Hacker News new | ask | show | jobs
by happyopossum 1413 days ago
Serverless sounds cool for this at first, but what are the ingest/compute costs going to look like at a modest 20Tb/day? How about 100, or 1Pb?

Honestly think at that point you’d be better off and cheaper to go with a commercial security data lake..

1 comments

Matano is designed specifically for petabyte-scale security log analytics use cases, so performance and costs are a top priority. Our data pipeline borrows from Vector's Rust based data transformation language [0] for maximal performance, with each parallel function invocation capable of processing upwards of 20MiB/s [1] thanks to auto-vectorizaton.
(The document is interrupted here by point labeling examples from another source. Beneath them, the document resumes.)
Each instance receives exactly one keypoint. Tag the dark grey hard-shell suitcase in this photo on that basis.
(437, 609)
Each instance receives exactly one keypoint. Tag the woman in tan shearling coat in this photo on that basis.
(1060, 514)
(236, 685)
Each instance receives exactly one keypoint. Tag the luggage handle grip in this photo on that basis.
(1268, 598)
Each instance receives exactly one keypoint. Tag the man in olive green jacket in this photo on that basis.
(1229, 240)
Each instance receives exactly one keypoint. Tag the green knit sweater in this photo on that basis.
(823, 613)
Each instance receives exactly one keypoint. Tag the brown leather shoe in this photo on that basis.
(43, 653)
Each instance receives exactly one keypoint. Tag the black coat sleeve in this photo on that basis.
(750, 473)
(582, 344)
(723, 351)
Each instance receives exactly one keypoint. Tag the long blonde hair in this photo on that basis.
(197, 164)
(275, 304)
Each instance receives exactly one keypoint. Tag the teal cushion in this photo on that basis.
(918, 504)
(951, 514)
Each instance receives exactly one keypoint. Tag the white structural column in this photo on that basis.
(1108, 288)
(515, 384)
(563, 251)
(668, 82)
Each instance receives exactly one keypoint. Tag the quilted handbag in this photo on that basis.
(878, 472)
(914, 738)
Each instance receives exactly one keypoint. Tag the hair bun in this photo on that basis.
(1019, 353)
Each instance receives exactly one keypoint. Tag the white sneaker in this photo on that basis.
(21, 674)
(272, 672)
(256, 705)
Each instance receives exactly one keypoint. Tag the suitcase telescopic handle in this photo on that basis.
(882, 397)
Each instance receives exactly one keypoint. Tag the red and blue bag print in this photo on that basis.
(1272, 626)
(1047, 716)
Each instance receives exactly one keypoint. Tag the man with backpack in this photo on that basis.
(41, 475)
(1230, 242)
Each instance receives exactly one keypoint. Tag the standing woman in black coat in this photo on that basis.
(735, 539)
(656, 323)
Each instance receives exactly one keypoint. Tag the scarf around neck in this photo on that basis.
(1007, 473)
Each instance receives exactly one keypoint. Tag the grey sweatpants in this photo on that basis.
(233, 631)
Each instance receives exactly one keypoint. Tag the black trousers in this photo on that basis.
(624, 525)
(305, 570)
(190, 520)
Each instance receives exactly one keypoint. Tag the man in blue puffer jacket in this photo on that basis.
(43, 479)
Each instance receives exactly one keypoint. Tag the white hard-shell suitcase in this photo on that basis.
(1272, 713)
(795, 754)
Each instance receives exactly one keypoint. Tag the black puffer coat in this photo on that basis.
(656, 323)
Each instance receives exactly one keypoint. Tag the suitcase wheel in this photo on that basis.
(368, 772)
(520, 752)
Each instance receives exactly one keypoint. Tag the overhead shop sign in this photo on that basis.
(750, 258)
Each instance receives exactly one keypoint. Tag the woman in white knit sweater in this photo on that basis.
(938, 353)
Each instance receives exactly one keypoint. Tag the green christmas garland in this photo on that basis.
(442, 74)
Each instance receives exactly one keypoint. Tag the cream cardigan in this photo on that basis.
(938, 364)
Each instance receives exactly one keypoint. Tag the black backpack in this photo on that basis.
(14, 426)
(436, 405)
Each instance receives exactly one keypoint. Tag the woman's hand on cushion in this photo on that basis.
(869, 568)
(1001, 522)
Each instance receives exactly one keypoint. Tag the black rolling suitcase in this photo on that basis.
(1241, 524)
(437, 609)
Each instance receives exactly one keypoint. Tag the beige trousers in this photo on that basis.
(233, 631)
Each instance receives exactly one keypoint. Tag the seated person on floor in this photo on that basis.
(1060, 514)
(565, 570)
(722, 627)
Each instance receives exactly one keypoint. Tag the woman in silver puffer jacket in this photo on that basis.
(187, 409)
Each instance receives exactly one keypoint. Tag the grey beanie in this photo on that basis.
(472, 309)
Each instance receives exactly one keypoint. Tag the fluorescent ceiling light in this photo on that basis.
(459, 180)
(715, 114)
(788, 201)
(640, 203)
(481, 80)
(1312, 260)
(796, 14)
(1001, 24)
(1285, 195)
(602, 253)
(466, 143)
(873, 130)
Roughly this comes out to $1/(TB/day) for ingest compute costs which is much cheaper than a commercial solution. We are also working on moving over our Lambda's to ARM for even better cost-effficency.

[0] https://vector.dev/docs/reference/vrl/ [1] https://vector.dev/docs/setup/going-to-prod/sizing/#sizing

> Roughly this comes out to $1/(TB/day) for ingest compute costs which is much cheaper than a commercial solution. We are also working on moving over our Lambda's to ARM for even better cost-effficency.

Given a prior exploration of a security visibility stack on AWS at scale, this is likely a colossal sized operational expense.